South St. Louis County News

St. Louis Call Newspapers

South St. Louis County News

St. Louis Call Newspapers

South St. Louis County News

St. Louis Call Newspapers

Oakville High graduate to receive college degree posthumously

Dane Vogel is pictured up in the mountains west of Colorado Springs.
Dane Vogel is pictured up in the mountains west of Colorado Springs.

Dane Vogel, a 2003 Oakville Senior High School graduate, was the rare student who always sat in the front row and usually arrived five minutes before his classes began at the University of Colorado- Colorado Springs.

Vogel’s empty seat in mid-March was a clue to his instructors in the Department of Geography and Environmental Studies that something was amiss.
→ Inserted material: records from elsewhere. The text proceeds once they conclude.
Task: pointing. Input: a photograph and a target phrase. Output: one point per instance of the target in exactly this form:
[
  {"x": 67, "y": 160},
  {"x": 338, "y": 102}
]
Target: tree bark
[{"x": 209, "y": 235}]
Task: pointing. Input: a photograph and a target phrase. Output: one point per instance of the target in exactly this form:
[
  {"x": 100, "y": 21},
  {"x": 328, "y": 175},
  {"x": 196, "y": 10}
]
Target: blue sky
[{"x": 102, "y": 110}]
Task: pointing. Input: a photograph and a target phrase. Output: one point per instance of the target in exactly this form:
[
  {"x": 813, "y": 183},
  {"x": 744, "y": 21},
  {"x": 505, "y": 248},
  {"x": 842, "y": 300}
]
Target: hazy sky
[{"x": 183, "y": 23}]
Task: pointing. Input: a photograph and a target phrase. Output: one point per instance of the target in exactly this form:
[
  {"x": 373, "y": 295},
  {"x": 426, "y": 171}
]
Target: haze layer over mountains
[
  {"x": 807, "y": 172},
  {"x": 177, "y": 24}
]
Their fears were later realized when Vogel, 27, died March 20 as a result of complications from the disease he had battled since age 4 — diabetes.

The memorial service in Oakville drew 2,000 mourners anxious to show their respect. UCCS showed Vogel its respect Saturday, May 18, during the 2012 Spring Commencement, awarding him the bachelor of arts in geography and environmental studies degree posthumously.

“Dane was enthusiastic about learning and life,” Curtis Holder, associate professor, Department of Geography and Environmental Studies, stated in a university news release.

The GES faculty led Vogel on field trips that included hikes in the Colorado mountains, as well as to the forests of Guatemala.

Vogel made many friends, but closely guarded his condition and insulin injections. Few knew he battled the life-threatening disease. Friends from his geography program who went on trips with Vogel did not even know he was diabetic. He never used the disease as a crutch. He just did what he needed to do.

“His diabetes could have been a lot harder on his mother and me, but he made it easy on us,” Tim Vogel, Dane’s father, stated in the release. “He had such a quiet strength about him. He never let it get him down. In fact, he lived life even larger in spite of it.”

Dane Vogel exercised regularly, was a certified lifeguard, held certifications in scuba and advanced scuba diving and even tried skydiving. On a university-sponsored trip to Silverton, Colo., he made a snow shelter and spent the night outside though the temperature inside the shelter hovered near 10 degrees. That was typical Dane, his father said, who loved the outdoors and was known to go backpacking for a week to 10 days at a time.

The love of the outdoors drew Vogel to Colorado after working in St. Louis and completing a two-year degree at a local community college there. The draw of the mountains, his father said, was irresistible when combined with an interest in geography, geology and the world around him.

“The actions the university is taking mean so much to his mother and I,” Tim Vogel stated. “It was Dane’s dream to earn a geography degree from UCCS. We know how hard he worked.”

Vogel came one month shy of his dream, but it was a unanimous decision among all his professors that he would graduate.

Vogel also worked at the university as an assistant to biology professor Brent Wal-lace. Wallace stated he would hear Vogel laughing down the hall with his hearty, one-of-a-kind laugh, and it would make him laugh, too.

“In his 27 years, Dane lived his life to the fullest. Dane was kind and humble. He was a best friend to his brothers, his friends and his Mom and me. He was our hero,” Tim Vogel stated.